There is certainly no austerity in the US either.  Obama is lambasts reduced INCREASES in spending as "cuts" in govt spending.  The "Ryan budget" increases federal outlays from roughly $3.6 trillion this year to nearly $4.9 trillion in 2022.  But Obama called this a "cut" because he wants to increase spending to $5.8 trillion in 2022.  He has called Ryan's attempt at sanity a "radical right wing" tactic and "social Darwinism".   Do you think it's campaign season?   If American's buy this, then they deserve what they get.
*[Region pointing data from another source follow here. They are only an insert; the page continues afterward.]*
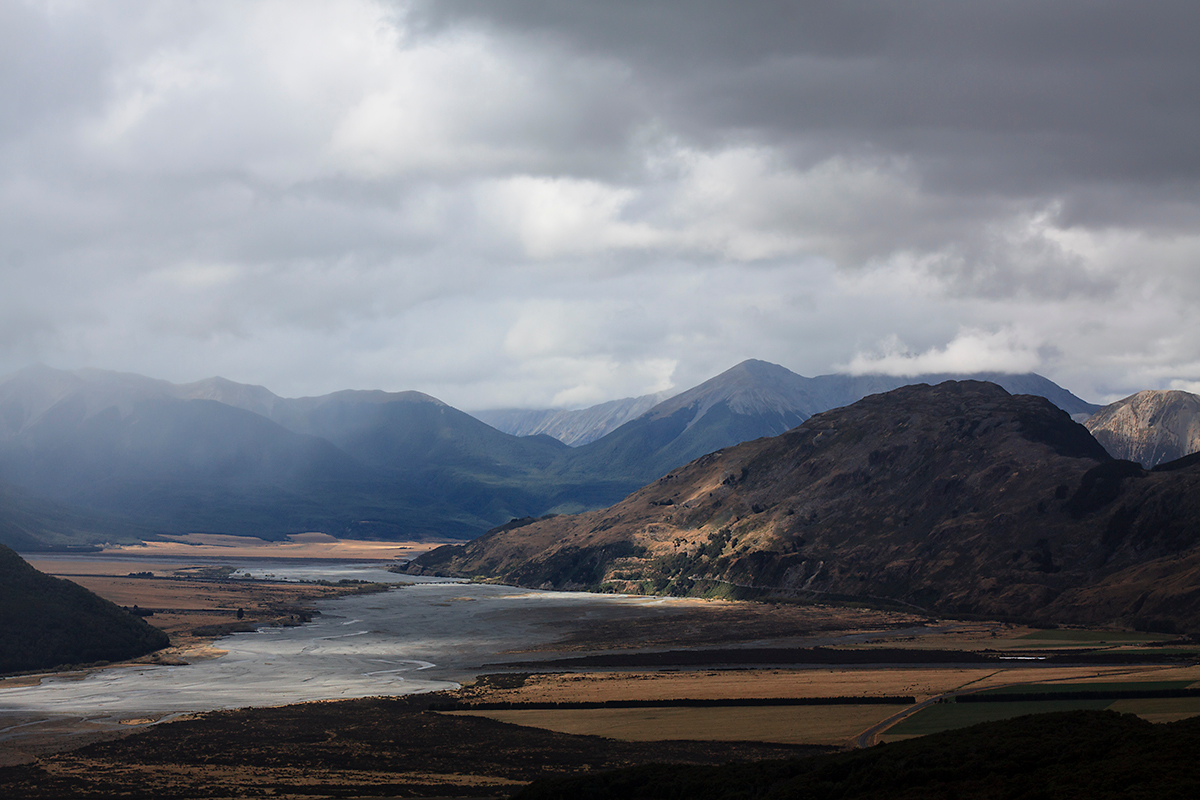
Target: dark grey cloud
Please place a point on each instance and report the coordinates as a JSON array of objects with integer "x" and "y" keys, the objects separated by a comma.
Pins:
[
  {"x": 555, "y": 203},
  {"x": 1014, "y": 97}
]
Perhaps the chart is misleading as it's expressed in current prices and based on purchase power parity/


That said, my point is that we live in a time, where in political circles,  reductions of spending increases are lambasted as "cuts".   Nonsense!   Basically politicians never actually cut spending until horrific crises intrude.

Crises are coming as sure as the sun rises in the East.

Monday, May 7, 2012

The US Gov't Economic Policies Are Not Working

Did you ever notice that Bernanke keeps citing the Great Depression of the 1930s for his lessons in the current environment?    But the government of FDR never did get the nation out of the depression--until all-out wartime spending in 1941.

The current government's policies of "stimulus", TARP, QE, stock market 'jimmying', and starving savers with zero percent interest rates are also NOT WORKING!  

From a great article by Jim Grant, called "A Piece Of My Mind," Jim asks why don't we look at the depression of 1920-21 under President Harding instead?
If Chairman Bernanke were in the room, I would respectfully ask him why this persistent harking back to the Great Depression? It is one cyclical episode, but there are many others.
I myself draw more instruction from the depression of 1920-21, a slump as ugly and steep in its way as that of 1929-33, but with the simple and interesting difference that it ended. Top to bottom, spring 1920 to summer 1921, nominal GDP fell by 23.9%, wholesale prices by 40.8% and the CPI by 8.3%. Unemployment, as it was inexactly measured, topped out at about 14% from a pre-bust low of as little as 2%. And how did the administration of Warren G. Harding meet this macroeconomic calamity? Why, it balanced the budget, the president declaring in 1921, as the economy seemed to be falling apart, "There is not a menace in the world today like that of growing public indebtedness and mounting public expenditures." And the fledgling Fed, face to face with its first big slump, what did it do? Why, it tightened, pushing up short rates in mid-depression to as high as 8.13% from a business cycle peak of 6%. It was the one and only time in the history of this institution that money rates at the trough of a cycle were higher than rates at the peak, according to Allan Meltzer.
But then something wonderful happened: Markets cleared, and a vibrant recovery began. There were plenty of bankruptcies and no few brickbats launched in the direction of the governor of the New York Fed, Benjamin Strong, for the deflation that cut an especially wide and devastating swath through the American farm economy. But in 1922, the first full year of recovery, the Fed's index of industrial production leapt by 27.3%. By 1923, the unemployment rate was back to 3.2%. The 1920s began to roar.
If you object to using the template of 1920-21 as a guide to 21st-century policy because, well, 1920 was a long time ago, I reply that 1929 was a long time ago, too. And if you persist in objecting because the lessons to be derived from the Harding depression are unthinkably at odds with the lessons so familiarly mined from the Hoover and Roosevelt depression, I reply that Harding's approach worked. The price mechanism is truer and enterprise hardier than the promoters of radical 21st-century intervention seem prepared to acknowledge.
In notable contrast to the Harding method, today's policies seem not to be working. We legislate and regulate and intervene, but still the patient languishes. It's a worldwide failure of the institutions of money and credit.
I'd like to see Jim Grant as the next Chairman of the Federal Reserve.

What would he do? He would begin to normalize interest rates, argue to make the Fed's sole mandate to maintain price stability (remove the full employment mandate) and study the re-establishment of a modern day gold standard.